Sorting Retrieved Data from SQL Databases
Date: Jun 18, 2004
Sample Chapter is provided courtesy of Sams.
In this lesson, you will learn how to use the SELECT statement's ORDER BY clause to sort retrieved data as needed.
Sorting Data
As you learned in the last lesson, the following SQL statement returns a single column from a database table. But look at the output. The data appears to be displayed in no particular order at all.
INPUT
SELECT prod_name FROM Products;
INPUT
prod_name -------------------- Fish bean bag toy Bird bean bag toy Rabbit bean bag toy 8 inch teddy bear 12 inch teddy bear 18 inch teddy bear Raggedy Ann King doll Queen doll
Actually, the retrieved data is not displayed in a mere random order.

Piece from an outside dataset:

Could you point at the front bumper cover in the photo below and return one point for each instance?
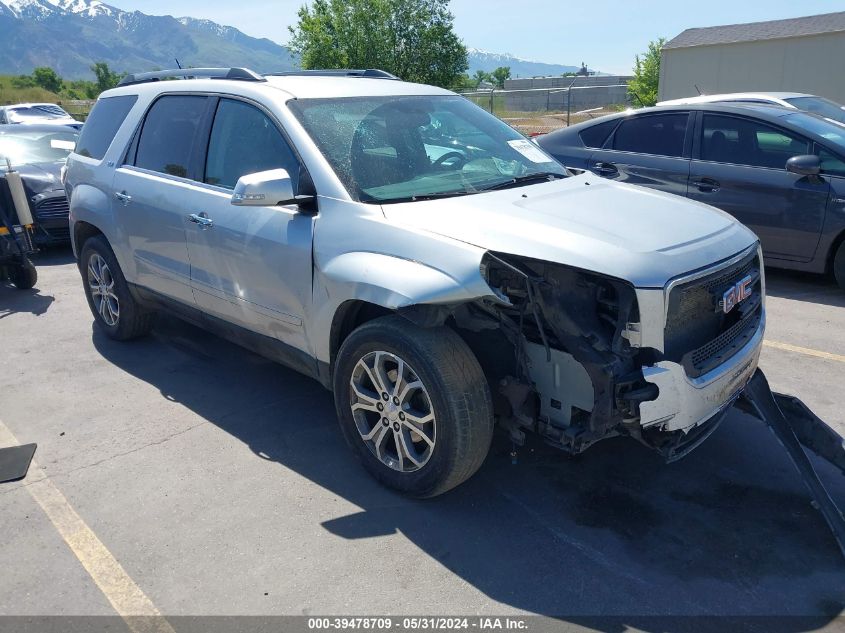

If unsorted, data will typically be displayed in the order in which it appears in the underlying tables. This could be the order in which the data was added to the tables initially. However, if data was subsequently updated or deleted, the order will be affected by how the DBMS reuses reclaimed storage space. The end result is that you cannot (and should not) rely on the sort order if you do not explicitly control it. Relational database design theory states that the sequence of retrieved data cannot be assumed to have significance if ordering was not explicitly specified.
Clause SQL statements are made up of clauses, some required and some optional. A clause usually consists of a keyword and supplied data. An example of this is the SELECT statement's FROM clause, which you saw in the last lesson.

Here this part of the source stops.